È probabile che il vostro primo approccio con la musica di Aaron Maine aka Porches sia arrivato quattro anni fa con Pool, splendido nell’unire apatia post-adolescenziale e synthpop malinconico. Quello che aveva quel disco però era il groove, quello di Be Apart, di Underwater, di Mood. Quello che è andato scemando nel successivo The House, così come in questo Ricky Music: un breakup album in piena regola, dove però i pezzi non colpiscono per intensità, rimanendo sospesi in un limbo. È questo il Porches di adesso o quello malinconico col basso funky che aggiungiamo ancora alle nostre playlist? Prendete Do U Wanna, che vorrebbe fare da singolone apripista, ma alla mente mi arrivano solo immagini di un lento triste quando la festa è finita e se ne sono andati tutti. O Madonna, che prova a spingere in alto i bpm in modo meccanico, senza avere una melodia talmente intrigante da tenere in piedi il brano.
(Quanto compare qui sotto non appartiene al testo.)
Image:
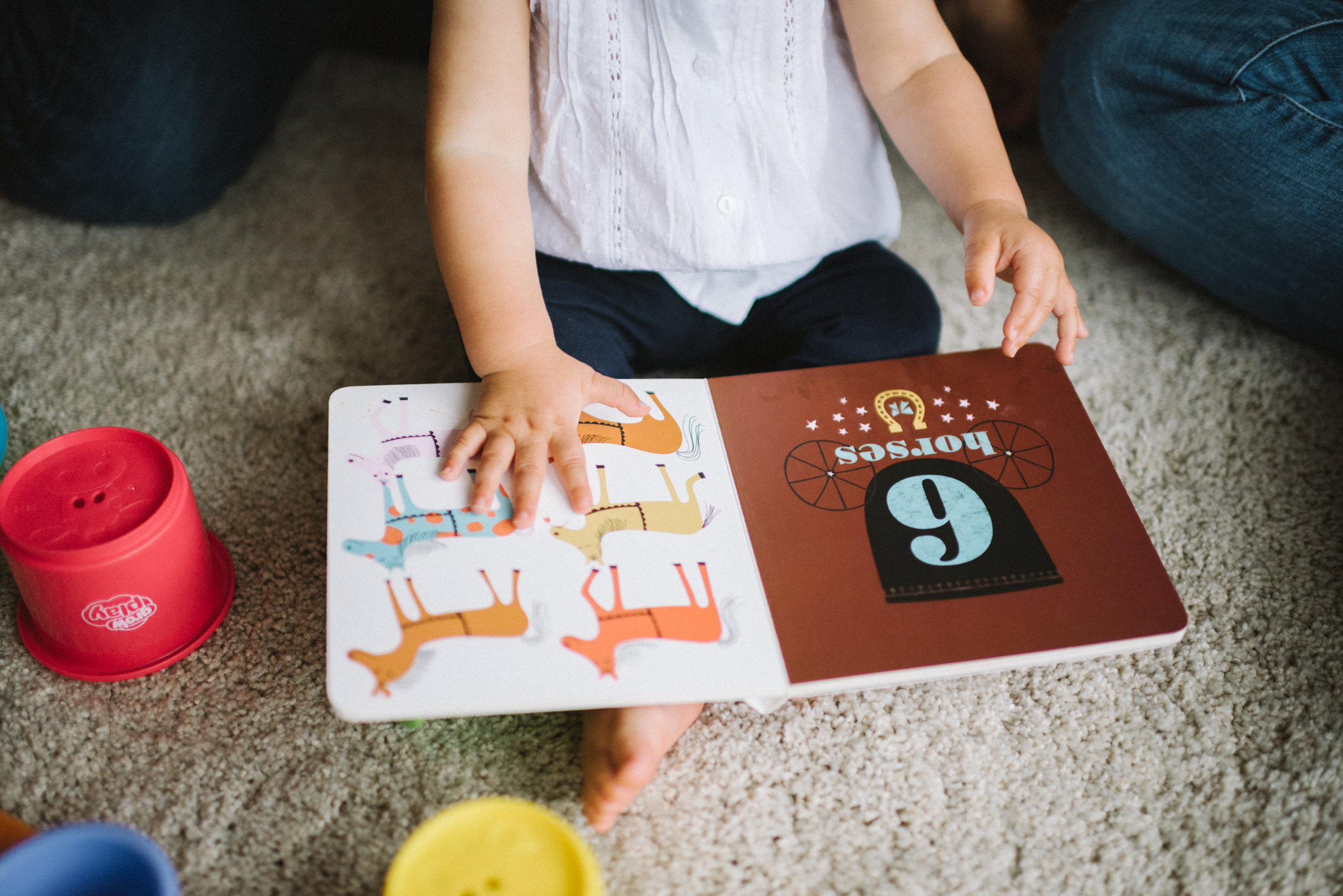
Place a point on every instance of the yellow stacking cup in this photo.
(494, 847)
Il problema di questo disco è che Porches il talento ce l’avrebbe – e l’ha anche dimostrato – ma in Ricky Music esce solo a sprazzi (I Can’t Even Think, Patience). Insomma, è intelligente ma non si applica.

Voto: 6.3/10Sebastiano Orgnacco

Boniface – Boniface

Album di debutto per Boniface da Winnipeg, Canada, artista dall’animo profondamente synthpop, che nel complesso presenta una profondità non indifferente. I diciotto brani della versione deluxe (un’anomalia nella discografia corrente avere un album che, per poco, non supera l’ora) raccontano della vita dello stesso cantante, talvolta senza doverla esprimere a parole ma direttamente con le basi musicali a cui viene lasciato molto spazio. La copertina del disco sembra essere il perfetto preambolo per quello che si ascolta; è letteralmente un viaggio, con le stesse tracce difficili da prendere singolarmente perché irrimediabilmente interdipendenti, pezzi di un puzzle complesso da tracciare ma semplice da capire. Menzione specialissima per Wake Me Back Up, probabilmente una hit se avesse la giusta esposizione.

Voto 7.4/10Davide Deleonardis

Insomma…

Piaciuta quest’infornata di album synthpop? Ovviamente non sono tutti qui: vi abbiamo già parlato del ritorno dei Purity Ring con WOMB, del pop vintage e lo-fi dei TOPS e di quello primaverile degli Yumi Zouma. Senza ovviamente dimenticare dischi mainstream decisamente riusciti come quelli di Dua Lipa e The Weeknd, che di estetica e atmosfere 80s se ne intendono.